Pourquoi pas mal de chrétiens ont du mal à accepter qu’il s’agit d’une catéchèse? Il y a peut être plusieurs raisons: d’une part, nous venons d’une tradition qui a compris ces récits en une telle littéralité, qu’il est difficile de la quitter; d’autre part, notre imagination – à l’aide aussi de peintres et de predicateurs – «a créé» la scène, et ceci nous fait penser que ce qui est imaginé doit être réel; d’autre part encore, notre mental exige une preuve «tangible» – comme l’apôtre Thomas dans ce récit – sans percevoir qu’il s’agit d’un domaine où le mental ne pourra jamais avoir accès.
C’est porquoi il peut être difficile de reconnaître que ce récit est une mise en scène catéchétique, à travers laquelle l’auteur de l’évangile veut nous communiquer l’expérience des premiers témoins, le message qui contient la résurrection et l’invitation à «croire sans voir.» Sinon, comment expliquer qu’un fait si frappant ne soit pas rapporté par les autres évangélistes?
Tout vise à ce que la scène de Thomas soit un ajout ultérieur, qui avait pour but souligner l’égalité fondamentale de la foi de la communauté actuelle avec celle des premiers disciples.
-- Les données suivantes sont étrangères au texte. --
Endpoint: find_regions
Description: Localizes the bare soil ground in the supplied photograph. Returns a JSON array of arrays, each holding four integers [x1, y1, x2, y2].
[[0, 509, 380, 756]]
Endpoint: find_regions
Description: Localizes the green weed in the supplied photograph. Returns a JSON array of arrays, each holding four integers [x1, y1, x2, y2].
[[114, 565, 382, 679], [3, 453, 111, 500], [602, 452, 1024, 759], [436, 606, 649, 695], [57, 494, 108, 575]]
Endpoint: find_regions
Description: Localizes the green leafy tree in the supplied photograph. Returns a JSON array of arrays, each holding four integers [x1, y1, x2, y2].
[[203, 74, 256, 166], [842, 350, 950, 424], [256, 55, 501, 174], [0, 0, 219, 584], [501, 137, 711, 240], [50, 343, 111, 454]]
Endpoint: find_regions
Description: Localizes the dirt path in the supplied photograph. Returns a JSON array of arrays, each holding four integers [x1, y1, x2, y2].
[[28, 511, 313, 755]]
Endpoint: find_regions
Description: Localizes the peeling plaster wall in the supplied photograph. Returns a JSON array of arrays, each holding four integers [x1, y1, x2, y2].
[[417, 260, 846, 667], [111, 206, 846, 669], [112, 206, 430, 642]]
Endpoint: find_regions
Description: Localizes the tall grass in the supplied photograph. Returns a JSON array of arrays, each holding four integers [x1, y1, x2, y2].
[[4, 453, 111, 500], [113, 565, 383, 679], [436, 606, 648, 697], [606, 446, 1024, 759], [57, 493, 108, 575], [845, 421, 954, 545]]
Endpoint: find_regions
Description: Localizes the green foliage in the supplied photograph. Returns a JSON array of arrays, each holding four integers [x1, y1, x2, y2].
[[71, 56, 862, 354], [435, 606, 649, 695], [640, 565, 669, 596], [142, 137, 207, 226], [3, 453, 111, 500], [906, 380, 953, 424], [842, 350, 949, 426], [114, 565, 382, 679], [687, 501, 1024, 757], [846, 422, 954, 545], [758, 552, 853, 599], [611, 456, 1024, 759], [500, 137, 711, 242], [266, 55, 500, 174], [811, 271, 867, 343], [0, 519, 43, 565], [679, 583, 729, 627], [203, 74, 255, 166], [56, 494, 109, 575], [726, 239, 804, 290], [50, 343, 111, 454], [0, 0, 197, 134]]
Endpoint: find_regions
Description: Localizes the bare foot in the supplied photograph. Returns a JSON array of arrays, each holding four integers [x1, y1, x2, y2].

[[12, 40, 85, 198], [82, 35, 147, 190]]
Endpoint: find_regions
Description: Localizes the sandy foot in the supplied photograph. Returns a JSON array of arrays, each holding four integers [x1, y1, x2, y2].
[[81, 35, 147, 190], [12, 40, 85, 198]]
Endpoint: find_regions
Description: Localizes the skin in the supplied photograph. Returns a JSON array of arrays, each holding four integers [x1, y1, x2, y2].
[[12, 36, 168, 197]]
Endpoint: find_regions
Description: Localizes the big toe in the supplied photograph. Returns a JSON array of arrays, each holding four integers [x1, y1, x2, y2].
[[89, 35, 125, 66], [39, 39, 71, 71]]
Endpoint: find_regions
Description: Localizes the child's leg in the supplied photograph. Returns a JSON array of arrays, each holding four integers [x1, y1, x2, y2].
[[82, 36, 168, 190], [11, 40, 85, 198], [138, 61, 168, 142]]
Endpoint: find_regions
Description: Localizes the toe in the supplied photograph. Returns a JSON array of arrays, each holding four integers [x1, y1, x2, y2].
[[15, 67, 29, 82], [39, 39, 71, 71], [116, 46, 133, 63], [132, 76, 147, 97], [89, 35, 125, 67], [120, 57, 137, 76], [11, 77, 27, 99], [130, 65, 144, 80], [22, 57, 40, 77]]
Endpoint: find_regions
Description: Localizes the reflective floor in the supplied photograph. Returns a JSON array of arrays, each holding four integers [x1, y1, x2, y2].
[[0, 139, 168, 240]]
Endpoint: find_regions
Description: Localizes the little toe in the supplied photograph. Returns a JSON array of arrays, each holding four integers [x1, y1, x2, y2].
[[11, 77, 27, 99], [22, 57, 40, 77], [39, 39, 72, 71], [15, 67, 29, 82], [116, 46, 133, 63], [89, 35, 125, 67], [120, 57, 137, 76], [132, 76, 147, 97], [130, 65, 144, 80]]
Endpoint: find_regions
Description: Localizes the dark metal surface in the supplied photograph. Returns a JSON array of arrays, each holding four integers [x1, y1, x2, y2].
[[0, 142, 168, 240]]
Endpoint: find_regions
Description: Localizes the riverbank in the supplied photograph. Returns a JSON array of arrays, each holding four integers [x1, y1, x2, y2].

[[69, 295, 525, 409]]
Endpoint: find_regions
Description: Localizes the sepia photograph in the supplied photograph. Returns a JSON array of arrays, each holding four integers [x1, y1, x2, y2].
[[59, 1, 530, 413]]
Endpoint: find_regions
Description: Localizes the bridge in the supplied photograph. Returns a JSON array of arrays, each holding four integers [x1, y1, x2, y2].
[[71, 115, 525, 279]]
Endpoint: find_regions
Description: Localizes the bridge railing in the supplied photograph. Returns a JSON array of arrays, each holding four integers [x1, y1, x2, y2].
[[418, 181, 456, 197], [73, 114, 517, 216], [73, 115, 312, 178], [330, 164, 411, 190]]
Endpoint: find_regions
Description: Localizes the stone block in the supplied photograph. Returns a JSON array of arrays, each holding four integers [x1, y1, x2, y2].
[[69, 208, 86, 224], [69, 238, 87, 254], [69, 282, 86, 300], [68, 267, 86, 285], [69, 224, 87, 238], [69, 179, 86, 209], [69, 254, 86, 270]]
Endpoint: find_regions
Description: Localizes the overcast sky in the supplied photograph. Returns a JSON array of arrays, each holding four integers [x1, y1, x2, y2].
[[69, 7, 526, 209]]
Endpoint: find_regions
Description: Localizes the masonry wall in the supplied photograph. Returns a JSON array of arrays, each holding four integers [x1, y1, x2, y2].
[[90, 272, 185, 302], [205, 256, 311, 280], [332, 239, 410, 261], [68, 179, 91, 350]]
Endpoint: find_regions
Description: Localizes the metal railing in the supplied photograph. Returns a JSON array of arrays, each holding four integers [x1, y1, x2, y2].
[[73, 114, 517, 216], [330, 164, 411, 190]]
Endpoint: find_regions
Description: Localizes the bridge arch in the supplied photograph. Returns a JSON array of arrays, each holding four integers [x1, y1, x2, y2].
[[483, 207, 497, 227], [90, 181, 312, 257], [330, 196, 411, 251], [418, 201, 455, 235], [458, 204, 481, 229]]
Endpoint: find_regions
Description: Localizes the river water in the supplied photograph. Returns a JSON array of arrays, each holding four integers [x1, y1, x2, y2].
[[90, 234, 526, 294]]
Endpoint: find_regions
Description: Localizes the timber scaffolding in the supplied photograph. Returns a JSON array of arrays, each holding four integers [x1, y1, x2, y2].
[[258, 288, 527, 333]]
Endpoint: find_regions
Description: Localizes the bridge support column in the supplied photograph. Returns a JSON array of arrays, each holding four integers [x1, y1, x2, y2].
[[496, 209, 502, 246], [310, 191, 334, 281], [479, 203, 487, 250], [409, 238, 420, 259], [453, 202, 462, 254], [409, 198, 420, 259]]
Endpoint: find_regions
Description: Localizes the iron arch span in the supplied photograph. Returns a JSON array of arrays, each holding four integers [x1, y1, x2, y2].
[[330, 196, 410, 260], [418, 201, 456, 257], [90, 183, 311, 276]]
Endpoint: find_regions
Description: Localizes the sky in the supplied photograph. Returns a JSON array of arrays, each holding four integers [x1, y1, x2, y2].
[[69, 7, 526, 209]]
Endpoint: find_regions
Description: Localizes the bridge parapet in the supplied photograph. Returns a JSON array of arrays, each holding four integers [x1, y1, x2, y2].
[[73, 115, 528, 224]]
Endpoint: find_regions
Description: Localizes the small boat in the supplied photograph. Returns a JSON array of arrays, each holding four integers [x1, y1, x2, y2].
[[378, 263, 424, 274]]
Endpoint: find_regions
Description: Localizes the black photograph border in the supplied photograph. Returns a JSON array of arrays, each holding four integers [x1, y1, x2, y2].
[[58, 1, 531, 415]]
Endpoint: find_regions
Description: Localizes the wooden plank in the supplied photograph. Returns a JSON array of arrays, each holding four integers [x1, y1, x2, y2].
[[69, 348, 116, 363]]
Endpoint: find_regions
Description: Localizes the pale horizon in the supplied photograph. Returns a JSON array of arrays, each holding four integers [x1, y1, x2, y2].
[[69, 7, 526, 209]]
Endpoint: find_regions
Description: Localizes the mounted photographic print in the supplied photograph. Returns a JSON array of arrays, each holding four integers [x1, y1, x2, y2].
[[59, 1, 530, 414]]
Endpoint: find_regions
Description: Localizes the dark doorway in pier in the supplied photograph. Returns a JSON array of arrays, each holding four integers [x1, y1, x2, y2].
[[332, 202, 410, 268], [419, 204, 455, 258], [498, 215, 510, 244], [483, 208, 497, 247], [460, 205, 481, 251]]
Le centre du récit se trouve justement dans la béatitude avec laquelle il conclut: «Heureux ceux qui croient sans avoir vu.»
Pourquoi alors l’insistance sur les trous des clous dans ses mains et la lance sur son côté? Sans aucun doute, c’est la façon prodigieuse de souligner que nous avons besoin des preuves physiques pour croire au ressuscité. En fait, en aucun moment on dit que Thomas ait accepté de toucher les plaies.
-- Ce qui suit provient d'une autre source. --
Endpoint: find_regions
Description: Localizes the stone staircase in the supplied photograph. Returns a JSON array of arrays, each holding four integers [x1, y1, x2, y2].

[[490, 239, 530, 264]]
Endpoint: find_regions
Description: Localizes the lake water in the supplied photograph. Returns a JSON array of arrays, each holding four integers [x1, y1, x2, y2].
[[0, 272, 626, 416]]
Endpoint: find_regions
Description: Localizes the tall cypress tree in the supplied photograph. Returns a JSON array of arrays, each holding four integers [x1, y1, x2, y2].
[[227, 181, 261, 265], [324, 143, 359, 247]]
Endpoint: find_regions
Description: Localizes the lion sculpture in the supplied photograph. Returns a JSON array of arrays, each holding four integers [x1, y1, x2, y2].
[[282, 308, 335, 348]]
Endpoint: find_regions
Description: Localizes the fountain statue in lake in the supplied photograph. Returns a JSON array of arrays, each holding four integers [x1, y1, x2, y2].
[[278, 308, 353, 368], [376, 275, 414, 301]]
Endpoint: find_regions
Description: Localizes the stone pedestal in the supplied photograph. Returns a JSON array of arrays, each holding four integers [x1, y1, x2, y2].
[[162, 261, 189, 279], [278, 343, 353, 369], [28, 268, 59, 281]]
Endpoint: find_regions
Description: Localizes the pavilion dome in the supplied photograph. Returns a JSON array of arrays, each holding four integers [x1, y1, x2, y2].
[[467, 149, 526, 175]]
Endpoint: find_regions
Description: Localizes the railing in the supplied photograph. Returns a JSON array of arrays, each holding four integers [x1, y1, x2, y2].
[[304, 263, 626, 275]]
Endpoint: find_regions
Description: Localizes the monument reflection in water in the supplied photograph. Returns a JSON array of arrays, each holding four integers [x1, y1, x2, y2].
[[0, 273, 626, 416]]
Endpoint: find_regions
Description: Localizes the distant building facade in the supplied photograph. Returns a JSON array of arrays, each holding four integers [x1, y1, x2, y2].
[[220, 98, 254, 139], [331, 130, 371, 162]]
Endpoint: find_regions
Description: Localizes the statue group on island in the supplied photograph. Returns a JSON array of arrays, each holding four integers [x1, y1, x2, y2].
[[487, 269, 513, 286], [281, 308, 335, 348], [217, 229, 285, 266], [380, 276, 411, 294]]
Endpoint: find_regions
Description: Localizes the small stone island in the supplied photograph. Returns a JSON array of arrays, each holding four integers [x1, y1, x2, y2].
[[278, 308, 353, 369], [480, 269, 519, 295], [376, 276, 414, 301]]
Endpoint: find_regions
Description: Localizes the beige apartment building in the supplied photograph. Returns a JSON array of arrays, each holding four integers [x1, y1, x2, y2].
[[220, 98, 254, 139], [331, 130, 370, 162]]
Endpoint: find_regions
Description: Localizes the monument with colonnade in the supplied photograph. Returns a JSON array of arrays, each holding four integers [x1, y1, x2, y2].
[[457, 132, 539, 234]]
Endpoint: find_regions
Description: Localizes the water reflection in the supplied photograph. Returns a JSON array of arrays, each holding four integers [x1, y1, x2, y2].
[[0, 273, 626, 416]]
Vraiment, il s’agit d’une invitation à la foi, qui se exprime dans la confession finale: «Mon Seigneur et mon Dieu!». C’est pourquoi, les destinataires du récit sont précisément «ceux qui croient sans avoir vu», ceux qui sont appelés «bienheureux». Mais on ne pas comprend pas la foi comme «croyance» ou adhésion mentale, mais comme “regard profond” – au-délà du mental, au-delà des trous de clous et de la lance – qui nous permet de «voir» autrement.
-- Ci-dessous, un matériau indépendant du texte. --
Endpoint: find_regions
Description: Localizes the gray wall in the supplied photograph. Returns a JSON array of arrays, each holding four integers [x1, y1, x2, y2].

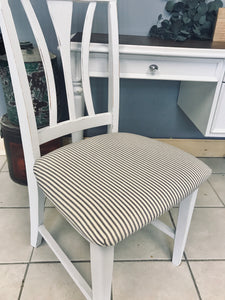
[[0, 0, 225, 138]]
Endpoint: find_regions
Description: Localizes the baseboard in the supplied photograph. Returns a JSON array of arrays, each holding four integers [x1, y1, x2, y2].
[[158, 139, 225, 157], [0, 138, 225, 157], [0, 138, 5, 155]]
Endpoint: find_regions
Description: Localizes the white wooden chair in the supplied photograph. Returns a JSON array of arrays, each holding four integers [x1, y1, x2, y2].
[[0, 0, 211, 300]]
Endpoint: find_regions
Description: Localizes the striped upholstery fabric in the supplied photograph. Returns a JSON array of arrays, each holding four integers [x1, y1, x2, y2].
[[34, 133, 211, 246]]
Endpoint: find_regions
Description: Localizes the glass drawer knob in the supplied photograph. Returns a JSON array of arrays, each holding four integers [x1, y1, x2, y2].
[[149, 64, 159, 72]]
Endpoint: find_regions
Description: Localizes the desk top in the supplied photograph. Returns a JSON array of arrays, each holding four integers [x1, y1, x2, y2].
[[71, 32, 225, 49]]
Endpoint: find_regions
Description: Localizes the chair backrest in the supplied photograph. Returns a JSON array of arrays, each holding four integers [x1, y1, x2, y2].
[[0, 0, 119, 172]]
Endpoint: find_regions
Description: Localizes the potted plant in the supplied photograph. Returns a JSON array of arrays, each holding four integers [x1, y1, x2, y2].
[[149, 0, 223, 41]]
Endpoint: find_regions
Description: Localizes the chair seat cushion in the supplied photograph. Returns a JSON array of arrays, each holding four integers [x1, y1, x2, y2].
[[34, 133, 211, 246]]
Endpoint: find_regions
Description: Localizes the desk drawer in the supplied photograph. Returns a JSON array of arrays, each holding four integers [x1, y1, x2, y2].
[[90, 53, 223, 82], [120, 55, 223, 82]]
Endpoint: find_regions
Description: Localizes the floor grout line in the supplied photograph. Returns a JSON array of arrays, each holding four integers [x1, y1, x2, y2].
[[208, 181, 225, 207], [184, 252, 202, 300], [18, 248, 34, 300], [169, 211, 202, 300]]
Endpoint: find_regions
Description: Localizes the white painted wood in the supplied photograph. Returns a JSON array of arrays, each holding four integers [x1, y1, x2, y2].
[[172, 190, 198, 266], [39, 113, 112, 144], [81, 2, 96, 116], [79, 52, 223, 82], [178, 82, 221, 136], [39, 225, 93, 300], [108, 2, 120, 132], [90, 243, 114, 300], [151, 219, 175, 239], [21, 0, 57, 125], [71, 52, 84, 142], [47, 0, 76, 120], [0, 0, 44, 246], [71, 42, 225, 59]]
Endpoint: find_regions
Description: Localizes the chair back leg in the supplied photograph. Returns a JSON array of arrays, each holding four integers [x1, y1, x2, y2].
[[172, 190, 198, 266], [90, 243, 114, 300]]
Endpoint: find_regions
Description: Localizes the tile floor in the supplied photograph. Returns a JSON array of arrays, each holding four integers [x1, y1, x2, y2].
[[0, 156, 225, 300]]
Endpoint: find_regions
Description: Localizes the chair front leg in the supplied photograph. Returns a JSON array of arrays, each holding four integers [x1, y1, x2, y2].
[[90, 243, 114, 300], [172, 190, 198, 266]]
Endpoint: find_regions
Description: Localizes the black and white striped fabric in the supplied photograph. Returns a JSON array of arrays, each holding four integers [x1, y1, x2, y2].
[[34, 133, 211, 246]]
La conclusion du texte que nous commentons aujourd’hui serait la fin originale de l’Evangile, où il reste clair le but du texte. Nous y trouvons des sujets très chers à l’auteur: «croire», «avoir une vie», «Fils de Dieu».
Le but de l’auteur n’est pas d’offrir une chronique journalistique, mais un témoignage de foi en Jésus, et il cherche à promouvoir cette même foi qui est vie pour ceux qui l’accueillent.
«Vie» est le terme qui semble le mieux exprimer, pour cet évangile, le don de Jésus. En fait, il y inclut tout; c’est pourquoi, c’est un nom aussi approprié pour se référer à «Ce qui est», à ce qui constitue le noyau ultime de tout et de notre identité la plus profonde.